By Youth Resilience Unit (Queen Mary University)

Date and time

Wed, 12 Jun 2024 08:00 - 09:00 PDT

Location

Online

About this event

  • 1 hour

Co-Developing School-Based Approaches to Identify and Treat Depression in Young People

Depression is common in adolescence. Research suggests that, on average, each school class will have at least one person struggling with depression. Yet three-quarters of young people with depression do not receive any formal mental health support. When depression begins before adulthood, it is associated with ten times the economic costs and significantly worse outcomes. Adolescence is a crucial period for intervention. It is when depressive symptoms commonly begin and when our thinking habits are more possible to change. However, evidence for psychological interventions that can effectively reduce adolescent depression is limited. Research suggests that delivering interventions in schools could improve access and targeting problematic mental imagery could improve how effective interventions are. Problematic mental imagery in depression can include (A) frequent upsetting memories, (B) struggling to imagine anything positive in the future, and (C) difficulty recalling memories in detail. For example, a young person might be plagued by a memory of being bullied, think about being rejected in their future, and struggle to remember times when they had fun with friends.
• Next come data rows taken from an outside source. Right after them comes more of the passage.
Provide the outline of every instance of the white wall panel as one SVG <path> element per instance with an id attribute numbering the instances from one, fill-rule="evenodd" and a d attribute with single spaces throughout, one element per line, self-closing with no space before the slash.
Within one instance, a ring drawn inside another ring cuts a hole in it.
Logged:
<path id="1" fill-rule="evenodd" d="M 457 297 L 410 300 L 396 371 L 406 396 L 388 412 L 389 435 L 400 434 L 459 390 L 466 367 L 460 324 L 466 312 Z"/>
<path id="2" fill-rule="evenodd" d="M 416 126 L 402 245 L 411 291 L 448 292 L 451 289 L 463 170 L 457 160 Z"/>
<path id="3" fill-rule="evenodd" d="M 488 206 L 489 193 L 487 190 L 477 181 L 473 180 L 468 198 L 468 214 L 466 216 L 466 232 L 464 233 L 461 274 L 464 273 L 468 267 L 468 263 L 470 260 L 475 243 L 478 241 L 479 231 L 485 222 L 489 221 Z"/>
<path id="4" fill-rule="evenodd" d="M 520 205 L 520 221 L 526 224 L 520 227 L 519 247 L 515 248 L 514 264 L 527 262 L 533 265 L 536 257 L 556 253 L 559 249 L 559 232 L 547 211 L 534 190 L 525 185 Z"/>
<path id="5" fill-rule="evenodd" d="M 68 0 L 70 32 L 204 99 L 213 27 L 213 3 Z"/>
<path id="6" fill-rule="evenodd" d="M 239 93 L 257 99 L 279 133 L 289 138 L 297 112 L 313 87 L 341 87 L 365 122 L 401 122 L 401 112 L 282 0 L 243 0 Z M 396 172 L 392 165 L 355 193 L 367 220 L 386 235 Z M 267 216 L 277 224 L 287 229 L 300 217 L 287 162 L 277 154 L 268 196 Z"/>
We have co-developed an intervention that targets these factors and is designed to be delivered in schools. In this talk, I will cover how we identify young people with low mood (and assess their risk to themselves and from others), the different types of early intervention in schools as well as our research on factors contributing to low mood in adolescence and the co-development of our interventions.


Speaker Profile

Dr Victoria Pile

Dr Victoria Pile is a Clinical Psychologist and Lecturer in Clinical Psychology at King's College London. Her programme of clinical research focuses on addressing the need for effective early interventions for adolescent depression and anxiety. These accessible psychological interventions are co-designed with people with lived experience, teachers, parents and practitioners. In particular, she has co-developed IMAGINE which is a brief intervention harnessing emotional mental imagery techniques to reduce depression. She is currently running a research project that delivers early interventions in secondary schools. Clinically, Victoria has primarily worked in Child and Adolescent Mental Health Services (CAMHS), including national and specialist services and Improving Access to Psychological Therapies (CYP-IAPT) services. She has been awarded a series of clinical fellowships from the National Institute for Health Research (NIHR), and currently holds an NIHR Advanced Fellowship.


Host institution

The Youth Resilience Unit (YRU) is funded by Barts Charity and commenced its work on 1st March 2021. It is housed within the Wolfson Institute of Population Health at Queen Mary University of London. The overall aim of the YRU is to study how young people use resources in the community to overcome mental distress.

The YRU is currently based at the Newham Centre for Mental Health (London, UK). It seeks collaboration both with the mental health services and organisations for young people in the community outside formal health services. Key research areas include: emotional disorders, loneliness, self-harm, suicide, and global mental health.